I believed it was more important to focus on educating myself on what I needed to do rather than networking to find a potential partner, especially given my somewhat late start into ETA. My skepticism towards partnership would have required me to spend more time than others finding the right person to partner with, and I made the conscious decision to allocate my time and energy towards moving forward with the search instead.
There was a bit of underlying confidence (and ignorance) that gave me caused me to quickly move forward with a traditional search fund without a partner. Overall, I believed that my skillset was relatively well-balanced compared to other MBAs pursuing the path (partnered and solo) given my experiences in various functional roles within technology and retail firms and my specialization in business school in finance. Because I am a competitive person at my core (to a fault I might add), searching was a new exciting challenge for me to channel my inner drive, especially after retiring from the game of basketball.
I definitely found the elements of more control and flexibility attractive compared to accelerated models and partnerships, and I believed at the time that I could fill my knowledge gaps and occasional loneliness through the support of my fellow searchers and investors. To be honest, that one was a bit of a leap of faith and ignorance on my behalf, but fortunately, I found comfort and connection in talking with other searchers about what we are seeing and challenges we are going through on a day to day basis. Investors are there to ensure I am focusing on the right things and providing feedback where necessary.
Despite the heavier load that I would bear as a solo searcher, I found the task at hand to be a wonderful learning opportunity. Regardless of the outcome, I would come out of the search having done something different than my previous career experiences with better alignment on my long term goals. And with more meaning behind my work, which I can thankfully say has persisted up until this point, the downs of the search are that much more bearable.
“He, who has a why to live for, can bear with almost any how.” — Friedrich Nietzsche, quoted by Viktor Frankl in A Man’s Search for Meaning.
Closing thoughts
In closing today’s post, I would like to offer a few recommendations to help those who are debating whether or not to pursue search with a partner.

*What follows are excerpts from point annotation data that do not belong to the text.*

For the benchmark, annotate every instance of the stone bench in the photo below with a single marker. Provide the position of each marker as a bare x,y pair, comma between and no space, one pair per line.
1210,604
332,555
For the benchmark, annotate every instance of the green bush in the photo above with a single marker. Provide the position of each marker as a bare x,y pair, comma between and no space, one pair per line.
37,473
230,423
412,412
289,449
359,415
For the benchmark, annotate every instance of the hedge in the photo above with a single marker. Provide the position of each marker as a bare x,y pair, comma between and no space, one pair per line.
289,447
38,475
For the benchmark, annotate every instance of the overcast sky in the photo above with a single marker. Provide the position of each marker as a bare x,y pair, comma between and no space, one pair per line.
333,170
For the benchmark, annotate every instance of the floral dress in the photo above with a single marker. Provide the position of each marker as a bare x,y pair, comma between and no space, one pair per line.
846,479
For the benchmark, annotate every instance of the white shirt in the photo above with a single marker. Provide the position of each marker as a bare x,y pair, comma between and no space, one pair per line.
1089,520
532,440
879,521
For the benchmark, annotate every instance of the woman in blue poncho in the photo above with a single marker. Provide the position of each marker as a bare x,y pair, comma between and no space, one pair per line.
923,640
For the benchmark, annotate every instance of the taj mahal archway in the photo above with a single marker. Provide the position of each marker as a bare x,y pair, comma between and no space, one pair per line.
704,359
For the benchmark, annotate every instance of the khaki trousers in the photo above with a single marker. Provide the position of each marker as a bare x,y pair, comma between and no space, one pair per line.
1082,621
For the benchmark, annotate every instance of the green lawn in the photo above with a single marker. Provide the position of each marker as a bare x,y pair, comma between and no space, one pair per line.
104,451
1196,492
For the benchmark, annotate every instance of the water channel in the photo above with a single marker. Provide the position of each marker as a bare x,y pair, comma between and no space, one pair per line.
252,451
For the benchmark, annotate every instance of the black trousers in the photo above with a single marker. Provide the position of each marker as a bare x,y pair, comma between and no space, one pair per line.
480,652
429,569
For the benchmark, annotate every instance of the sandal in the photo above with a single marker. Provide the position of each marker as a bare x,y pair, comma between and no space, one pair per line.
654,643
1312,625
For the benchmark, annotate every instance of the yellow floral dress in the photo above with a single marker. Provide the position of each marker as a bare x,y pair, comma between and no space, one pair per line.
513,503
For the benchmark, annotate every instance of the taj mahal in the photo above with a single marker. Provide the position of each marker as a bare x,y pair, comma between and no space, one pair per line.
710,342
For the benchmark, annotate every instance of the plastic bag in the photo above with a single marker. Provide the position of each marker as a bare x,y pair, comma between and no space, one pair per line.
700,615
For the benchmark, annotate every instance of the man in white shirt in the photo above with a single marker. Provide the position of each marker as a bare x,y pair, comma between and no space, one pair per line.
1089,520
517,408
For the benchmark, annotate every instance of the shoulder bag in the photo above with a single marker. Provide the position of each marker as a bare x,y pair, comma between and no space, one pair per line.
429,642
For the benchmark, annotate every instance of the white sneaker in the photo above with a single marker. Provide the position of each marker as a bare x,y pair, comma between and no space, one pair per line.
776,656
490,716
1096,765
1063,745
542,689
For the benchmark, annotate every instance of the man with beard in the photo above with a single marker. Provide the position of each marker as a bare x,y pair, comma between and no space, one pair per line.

We discussed earlier some of the data regarding partnerships and performance, and I hope that you can see that partnership does not guarantee success or a better outcome for you. While there may be higher upside opportunities for the investor, the jury is still out on whether that translates into financial upside for the search CEO.
We then discussed the pros and cons of solo and partnered searches, and how those factors weighed into my own decision to launch a search fund. What I hope you can see from this is that it is a highly personal decision that requires a good understanding of yourself, how you work with others, and what you find meaningful in work and life. Many who pursue the traditional search fund by themselves may have known right from the beginning that it was the only path for them, and the same goes for some partnerships. But if you are one who is on the fence of whether or not to partner up with someone, please do your research.
Talk with searchers in the community, both individuals and partnerships. Reflect on your own interests and what you find meaningful in work and life. Recognize where your weaknesses are and find options to mitigate those in your search career. That might be with a partner and it may not be. Don’t rush into it, and have the proper discussions and practice environments to test out the partnership if you do decide to pursue it with someone else.
While I cannot speak fully on partnership since that’s the other side of the coin, there are some great resources available in the search community to help you assess that path more, if you do decide to explore with more intention. A starting point to use is the Stanford Search Fund Primer, which shares specific questions you should ask leading into a potential partnership. With these resources, open communication, and talking with others in the community, you can make the decision on whether or not to partner with more confidence.